Updated at 10:32 a.m.

It appears quite possible that Rick Santorum — not Mitt Romney — won the Iowa caucuses two weeks ago.

We’ll never know for sure due to incomplete official results, but according to the final results released today, Santorum has a 34-vote edge on Romney, casting doubt on the previous version of events that Romney won by eight votes and, at the very least, making the race a virtual tie.

But does it even matter?

In a word, yes. But there’s also little reason to believe it will recast the Republican presidential race in any major way.

While Romney’s campaign conceded the virtual tie Thursday morning, Santorum’s campaign immediately declared victory, seizing upon the result as proof of its momentum and Romney’s fallibility.

“We’ve had two early state contests with two winners, and the narrative that Gov. Romney and the media have been touting of ‘inevitability’ has been destroyed,” Santorum spokesman Hogan Gidley said.

But you can’t un-ring a bell.
Republican presidential candidate and former Pennsylvania senator Rick Santorum arrives at the USS Yorktown, in Mount Pleasant, S.C. on Tuesday. (AP Photo/Matt Rourke)

Romney’s performance in Iowa has been cemented into the nation’s memory as a win, however narrow it was. And when you combine that with his win in New Hampshire, it has furthered the picture of Romney as the undefeated likely nominee.

With that perception have come money, establishment support and a lead in the polls in South Carolina.

None of those things are going to disappear if a couple dozen votes shift in Iowa, thereby moving the race in Santorum’s favor. Romney is still the favorite in both South Carolina and Florida, where he holds double-digit leads and could effectively end the GOP race.

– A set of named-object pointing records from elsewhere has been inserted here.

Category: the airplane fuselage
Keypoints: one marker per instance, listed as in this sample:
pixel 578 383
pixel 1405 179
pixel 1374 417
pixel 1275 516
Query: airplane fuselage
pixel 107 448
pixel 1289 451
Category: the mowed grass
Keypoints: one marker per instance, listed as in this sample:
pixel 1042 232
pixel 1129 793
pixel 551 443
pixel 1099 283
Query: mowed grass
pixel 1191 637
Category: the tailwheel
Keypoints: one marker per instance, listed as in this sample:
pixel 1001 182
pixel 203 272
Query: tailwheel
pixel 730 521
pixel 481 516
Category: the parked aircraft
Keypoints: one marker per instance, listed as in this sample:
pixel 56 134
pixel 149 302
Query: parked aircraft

True, Romney could no longer say he’s the first Republican in decades to win both of the two earliest states, but the reason winning is so important is because presidential campaigns are about momentum. And basically all the momentum from Iowa has already been used up; there’s not much for Santorum to salvage.

Indeed, Santorum seems resigned to that fact, suggesting earlier this week that a win in Iowa would have a small effect.

“What better time to get a little bump in winning Iowa?”he said Tuesday in an interview with Fox News.

But maybe a “little bump” could help.

What it could do is help Santorum to win the anti-Romney mantle. Santorum is currently fighting with Newt Gingrich for it, and if he’s got a win (or quasi-win) in Iowa, he could argue that he’s already beaten Romney in one state and could do it again.

Which is exactly what his campaign appears to be doing.

Beyond that, though, we wouldn’t expect a reversal of the Iowa result to be earth-shattering news. Especially in light of Rick Perry ending his campaign and ABC News releasing an interview with one of Newt Gingrich’s ex-wives today.

It may be an unwelcome distraction for Romney and a momentary bump for Santorum, but the structure of the race ahead has already taken shape, and Romney’s moral victory — even if it the actual victory goes by the wayside — has already served its purpose.